A DT is a data flow structure that contains nodes that represent the test attributes. Each branch in the DT reflects the result of the test, and each leaf node provides a class label (decision reached after calculating all attributes). Classification rules are defined by the pathways from root to leaf. As a visual and analytical decision assistance tool, a DT and its closely related effect diagram are used in decision analysis, where competing alternatives’ expected values are determined [72].

Random forest (RF)

Random decision forests are another name for RFs that are well-suited for coping with high-dimensional noisy data in text classification [73]. RF is an ensemble learning method that can be used for classification, regression, and other issues that work by generating a plethora of DTs during training.
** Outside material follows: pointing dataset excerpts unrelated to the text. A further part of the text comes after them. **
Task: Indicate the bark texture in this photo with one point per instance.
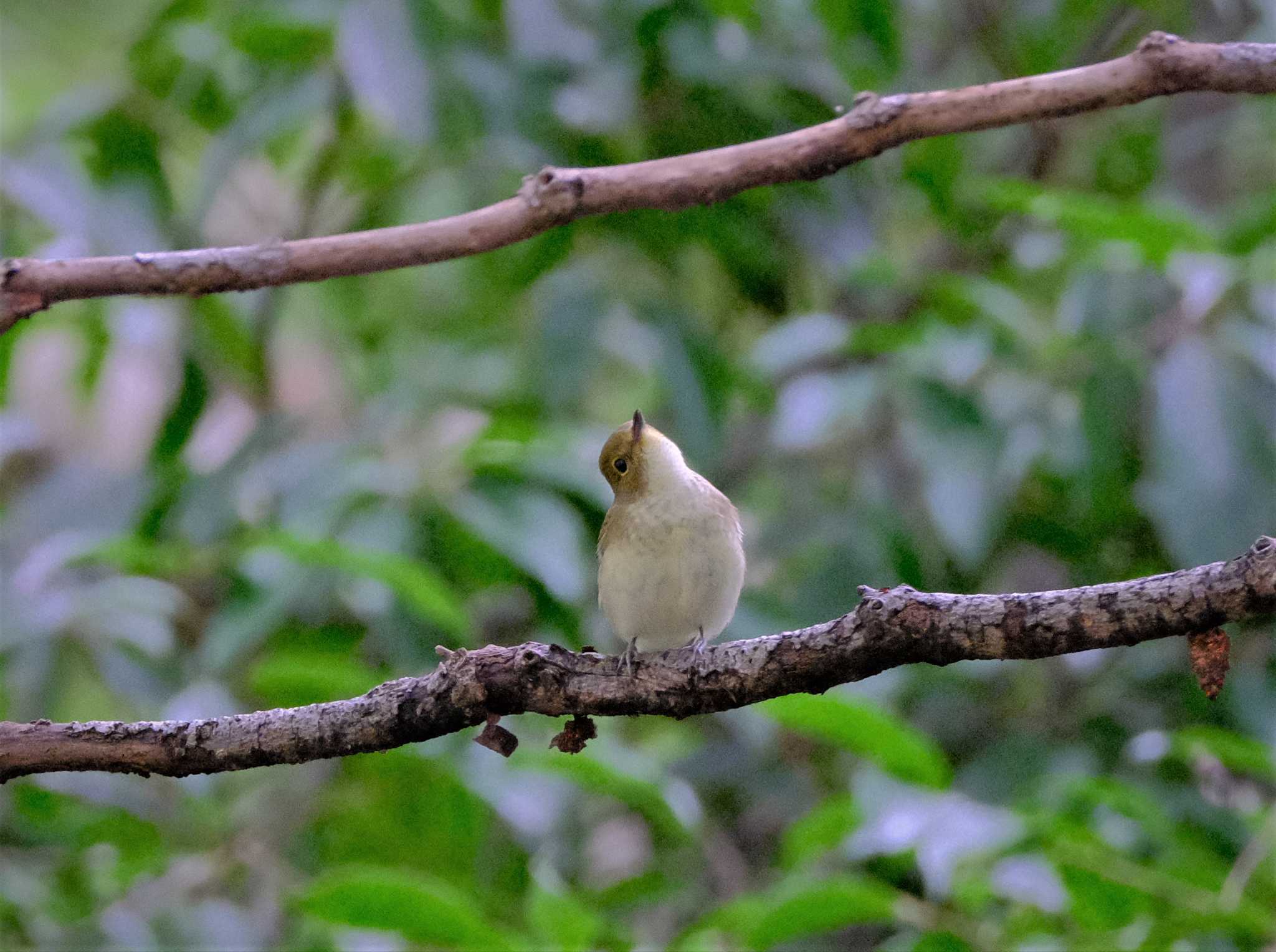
(888, 628)
(1161, 65)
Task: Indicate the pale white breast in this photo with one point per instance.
(673, 566)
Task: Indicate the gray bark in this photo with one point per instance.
(888, 628)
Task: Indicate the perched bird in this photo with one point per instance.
(670, 553)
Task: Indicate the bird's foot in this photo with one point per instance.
(626, 659)
(698, 644)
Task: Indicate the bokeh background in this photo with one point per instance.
(1021, 359)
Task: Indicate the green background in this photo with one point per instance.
(1021, 359)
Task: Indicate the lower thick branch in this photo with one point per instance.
(888, 628)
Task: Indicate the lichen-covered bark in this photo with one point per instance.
(888, 628)
(1163, 64)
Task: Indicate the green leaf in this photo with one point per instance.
(941, 942)
(798, 909)
(867, 730)
(819, 831)
(291, 678)
(1238, 753)
(563, 921)
(222, 340)
(1099, 903)
(426, 594)
(274, 40)
(598, 778)
(184, 415)
(404, 811)
(1158, 231)
(421, 908)
(123, 148)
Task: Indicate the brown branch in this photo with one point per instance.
(1161, 65)
(888, 628)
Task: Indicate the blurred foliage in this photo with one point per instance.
(1012, 360)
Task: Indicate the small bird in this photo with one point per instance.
(670, 553)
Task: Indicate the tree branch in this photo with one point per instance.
(888, 628)
(1161, 65)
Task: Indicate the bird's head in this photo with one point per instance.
(639, 459)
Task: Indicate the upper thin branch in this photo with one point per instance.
(1163, 64)
(888, 628)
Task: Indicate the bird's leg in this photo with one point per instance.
(698, 651)
(626, 660)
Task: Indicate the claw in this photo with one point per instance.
(698, 651)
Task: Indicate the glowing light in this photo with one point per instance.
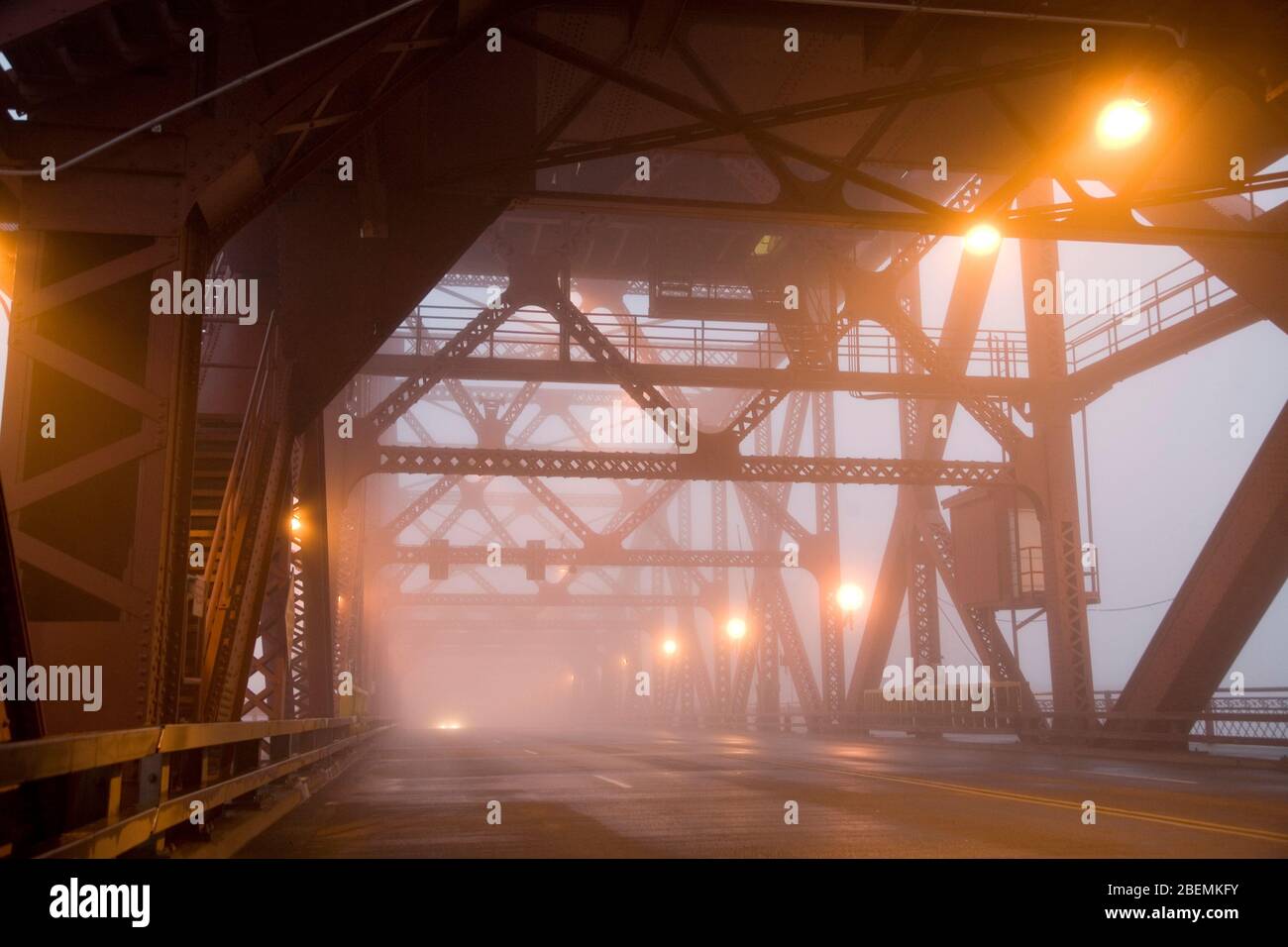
(849, 598)
(982, 240)
(1122, 124)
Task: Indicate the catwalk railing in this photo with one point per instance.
(103, 793)
(532, 334)
(1137, 312)
(1125, 313)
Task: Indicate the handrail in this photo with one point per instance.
(24, 761)
(149, 780)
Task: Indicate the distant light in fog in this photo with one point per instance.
(849, 596)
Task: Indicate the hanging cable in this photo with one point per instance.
(215, 93)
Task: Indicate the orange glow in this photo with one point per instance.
(849, 598)
(982, 240)
(1122, 124)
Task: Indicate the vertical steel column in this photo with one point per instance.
(767, 637)
(98, 502)
(921, 581)
(1046, 466)
(720, 639)
(318, 634)
(828, 575)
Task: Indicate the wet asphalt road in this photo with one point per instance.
(423, 793)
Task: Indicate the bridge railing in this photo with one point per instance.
(104, 793)
(1257, 718)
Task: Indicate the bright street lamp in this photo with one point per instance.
(1122, 124)
(982, 240)
(849, 598)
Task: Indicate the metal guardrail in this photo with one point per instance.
(104, 793)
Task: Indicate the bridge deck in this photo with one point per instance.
(605, 793)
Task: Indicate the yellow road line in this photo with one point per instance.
(1261, 834)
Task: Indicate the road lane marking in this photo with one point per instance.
(1129, 776)
(1177, 821)
(612, 781)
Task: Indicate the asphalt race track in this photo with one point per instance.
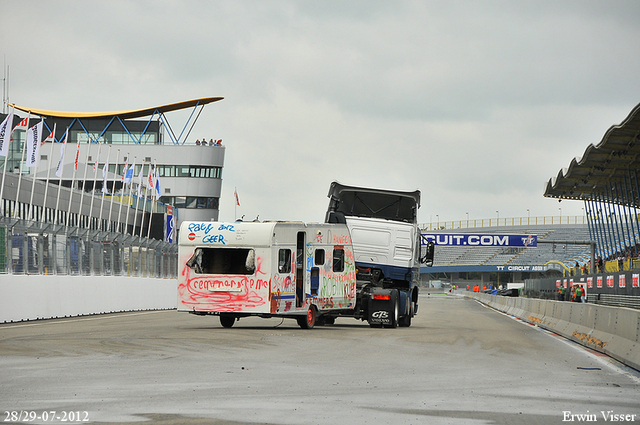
(459, 363)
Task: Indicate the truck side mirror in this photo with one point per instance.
(426, 253)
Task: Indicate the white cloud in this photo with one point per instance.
(478, 104)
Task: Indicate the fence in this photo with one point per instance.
(507, 221)
(37, 248)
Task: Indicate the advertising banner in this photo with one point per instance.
(477, 239)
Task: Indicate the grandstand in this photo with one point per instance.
(513, 264)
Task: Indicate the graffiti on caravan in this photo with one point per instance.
(477, 239)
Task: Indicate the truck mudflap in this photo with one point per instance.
(383, 308)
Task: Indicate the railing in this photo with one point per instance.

For classification problems, the class selected by the most of trees is the random forest output. For regression problems, the mean or average prediction of each tree is returned [74, 75].

Naive Bayes (NB)

NB is a classification algorithm based on Bayes’ Theorem and the assumption of predictor independence. A NB classifier, in simple terms, assumes that the presence of one feature in a class is independent of the values of the other features. NB has three types: Gaussian, Multinomial, and Bernoulli [76].

Support vector machine (SVM)

SVM is a supervised learning system with an accompanying algorithm that is used for classification issues. Each data object is represented graphically in n-dimensional space in this procedure, with the value and coordinate determining the item’s value. Classification is accomplished by determining the hyper-plane that best divides the categories. SVMs may conduct non-linear classification by converting inputs straight into high-dimensional feature spaces [77-79].

K-nearest neighbor (kNN)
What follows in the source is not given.